On job scheduler invocation, JS will ask security to issue a new access token given this refresh token. The access token will be forwarded to the extension so that the job can run.

The refresh token cannot be used for REST requests, its only use is for JS requesting a new access token on behalf of a user.

---

Longer version

Extensions will have a special index to store jobs definitions in. Part of those jobs definitions includes information about the schedule for JS. As part of this change the jobs definition will also store this refresh token as part of the schedule.

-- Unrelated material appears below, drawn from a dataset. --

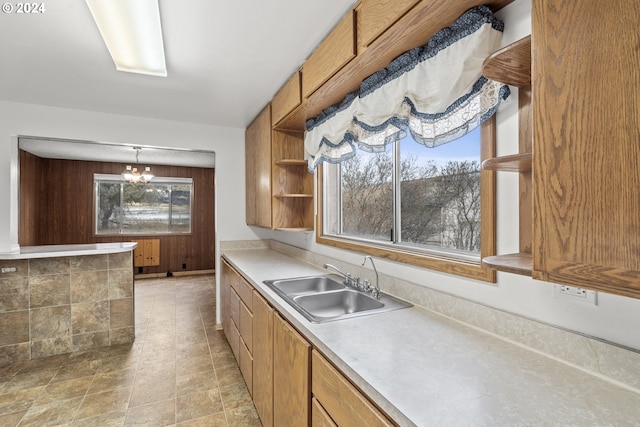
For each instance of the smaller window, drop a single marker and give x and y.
(160, 207)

 *       "schedule":{ // required when triggerType is CronSchedule or IntervalSchedule
 *           "refresh_token": "<refresh_token>"
 *           "cron":{ // required when triggerType is CronSchedule
 *               "expression":"0 * * * *",
 *               "timezone":"PST"
 *           },
 *           "interval":{ // required when triggerType is IntervalSchedule
 *               "start_time":1603506908773,
 *               "period":10",
 *               "unit":"Minutes"
 *           }
 *       }  

JS will parse this schedule including the refresh token. A new interface for the plugin will be exposed in core via the IdentityPlugin interface. This will allow JS to request the issuance of a new access token to forward to the extension.

Initially, I am thinking that refresh tokens are one-time use JWTs that have a claim that identifies it as a refresh token. The encrypted (mapped) roles and backend roles will be claims in the refresh token so that they can be used to add the claims back into the new access token.

One of the challenges I am currently facing is how JS and the security plugin will interact so that JS and request the issuance of a new access token. I will provide more details shortly, this is a preliminary design.

To implement the refresh token as one-time use, I propose storing valid refresh tokens in a special security index with documents keyed by the job Id

/opendistro_security_refresh_tokens
{
  "id": 1,
  "jobId": "<jobId>",
  "currentRefreshToken": "<current_refresh_token>"
},
{
  "id": 2,
  "jobId": "<jobId2>",
  "currentRefreshToken": "<current_refresh_token>"
},
...

[peternied]

tldr; version Since jobs are created via extension REST handlers, I am proposing that for handlers responsibility for creating jobs that the security plugin provides a refresh token to the extension to store with the schedule definition for the job.

It sounds like this is a feature along the lines of "If job scheduler triggers an extension to run a job, and the job takes a longer than the expiration time on its JIT token, how does the extension communicate about the job state to the cluster?"

I think this answer will depend on what controls are on the JIT expiry value, how Administrators of the cluster want to allow late/longer running jobs to finish (fail/continue?), and how important this scenario is to extensions developers. What do you think about recording your design considerations against this feature seperately?

[cwperks]

@peternied I will add an issue about how to determine how long a token should be valid for. For some jobs, there is an expected run time which is what I am initially thinking for determining the token's expiration. The security plugin will enforce a maximum amount of minutes that auth tokens can be valid for.